Как бы то ни было, он не хотел пока расставаться с картиной и засовывал письма под дубленые шкуры в вонючей каморке под лестницей в предместье Санкт-Йоханнес. Когда маленькая Катерина, с невероятной энергией ползая по полу, нашла их и, играя, начала рвать и разбрасывать клочки, он принялся комкать их и кидать катышки в горлышко большого кувшина, который, кажется, ни разу не покидал верхней полки на кухне.

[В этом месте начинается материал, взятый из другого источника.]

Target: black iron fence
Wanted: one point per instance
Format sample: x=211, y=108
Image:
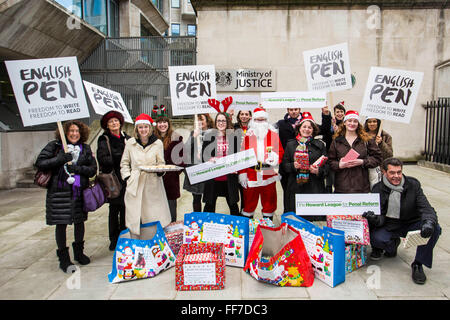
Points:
x=437, y=134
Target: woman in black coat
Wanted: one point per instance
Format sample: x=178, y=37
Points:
x=218, y=143
x=298, y=160
x=112, y=123
x=64, y=201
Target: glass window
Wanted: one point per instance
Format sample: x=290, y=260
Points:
x=192, y=30
x=175, y=29
x=95, y=14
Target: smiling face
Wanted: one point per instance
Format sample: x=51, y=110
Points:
x=73, y=134
x=351, y=125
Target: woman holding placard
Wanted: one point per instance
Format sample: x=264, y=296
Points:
x=70, y=173
x=351, y=154
x=145, y=196
x=305, y=162
x=110, y=146
x=170, y=139
x=192, y=156
x=218, y=143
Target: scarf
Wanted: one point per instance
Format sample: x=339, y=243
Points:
x=393, y=210
x=301, y=156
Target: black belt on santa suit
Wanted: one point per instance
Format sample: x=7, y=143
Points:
x=260, y=166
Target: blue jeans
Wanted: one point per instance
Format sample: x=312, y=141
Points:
x=384, y=239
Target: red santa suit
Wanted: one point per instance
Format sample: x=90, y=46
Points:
x=260, y=181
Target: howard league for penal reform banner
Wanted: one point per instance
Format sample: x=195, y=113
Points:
x=48, y=90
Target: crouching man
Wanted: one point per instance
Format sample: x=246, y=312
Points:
x=404, y=208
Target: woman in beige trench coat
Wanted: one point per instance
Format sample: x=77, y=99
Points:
x=145, y=196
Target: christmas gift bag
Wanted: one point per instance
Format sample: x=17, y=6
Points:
x=356, y=228
x=325, y=247
x=278, y=256
x=355, y=257
x=200, y=266
x=232, y=231
x=142, y=256
x=174, y=234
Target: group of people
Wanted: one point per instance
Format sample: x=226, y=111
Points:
x=289, y=151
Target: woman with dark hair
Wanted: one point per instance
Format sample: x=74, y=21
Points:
x=192, y=156
x=109, y=160
x=353, y=176
x=304, y=176
x=172, y=155
x=70, y=171
x=217, y=143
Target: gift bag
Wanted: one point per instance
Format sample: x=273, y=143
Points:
x=200, y=266
x=355, y=257
x=325, y=247
x=143, y=256
x=278, y=256
x=356, y=228
x=232, y=231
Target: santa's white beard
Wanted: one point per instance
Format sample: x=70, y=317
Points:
x=259, y=129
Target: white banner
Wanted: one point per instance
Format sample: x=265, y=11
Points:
x=104, y=100
x=322, y=204
x=241, y=102
x=391, y=94
x=48, y=90
x=190, y=89
x=222, y=166
x=328, y=68
x=294, y=99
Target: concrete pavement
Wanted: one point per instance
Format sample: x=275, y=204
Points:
x=30, y=267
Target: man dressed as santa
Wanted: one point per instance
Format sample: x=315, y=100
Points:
x=260, y=180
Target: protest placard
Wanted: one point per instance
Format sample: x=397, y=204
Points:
x=336, y=204
x=104, y=100
x=294, y=99
x=190, y=89
x=391, y=94
x=328, y=68
x=221, y=166
x=48, y=90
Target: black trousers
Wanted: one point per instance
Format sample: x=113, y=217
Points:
x=221, y=188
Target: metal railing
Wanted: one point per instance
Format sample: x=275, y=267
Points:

Тут подвернулась Эльсбет. Она ничего не сказала, но за обедом, разгладив клочки, положила подле него кучкой три письма и стала смотреть своими усталыми, красными, полными упрека глазами. Он не выдержал. Почему она всегда так смотрит? Разве на заработанные в Лондоне деньги он не купил им новый дом? Разве не продал свой бархатный жакет, чтобы купить ей новое коричневое платье?

Не говоря ни слова, он сердито засунул письма в карман, выскочил из дома и, миновав книжный склад Фробена, прошел к реке, так и не съев приготовленное ею для него жаркое. Потом проголодался и купил с лотка мясной пирожок. Под бодрящие запахи пива и свинины, убаюканный приглушенными разговорами одетых в блекло-коричневые сюртуки мужчин, тоже бежавших от своих жен, он успокоился, вытащил письма и прочел их. Со свойственной ему изящной любезностью и лишенный чванства, которое можно было ожидать у такого знаменитого человека, Эразм жаждал узнать новости о Лондоне, Море, его семье и особенно, как подчеркивал ученый, о самом Гольбейне. «Вами интересуются Бонифаций и остальные», — гласила приписка к одному из писем. Гольбейн сдался.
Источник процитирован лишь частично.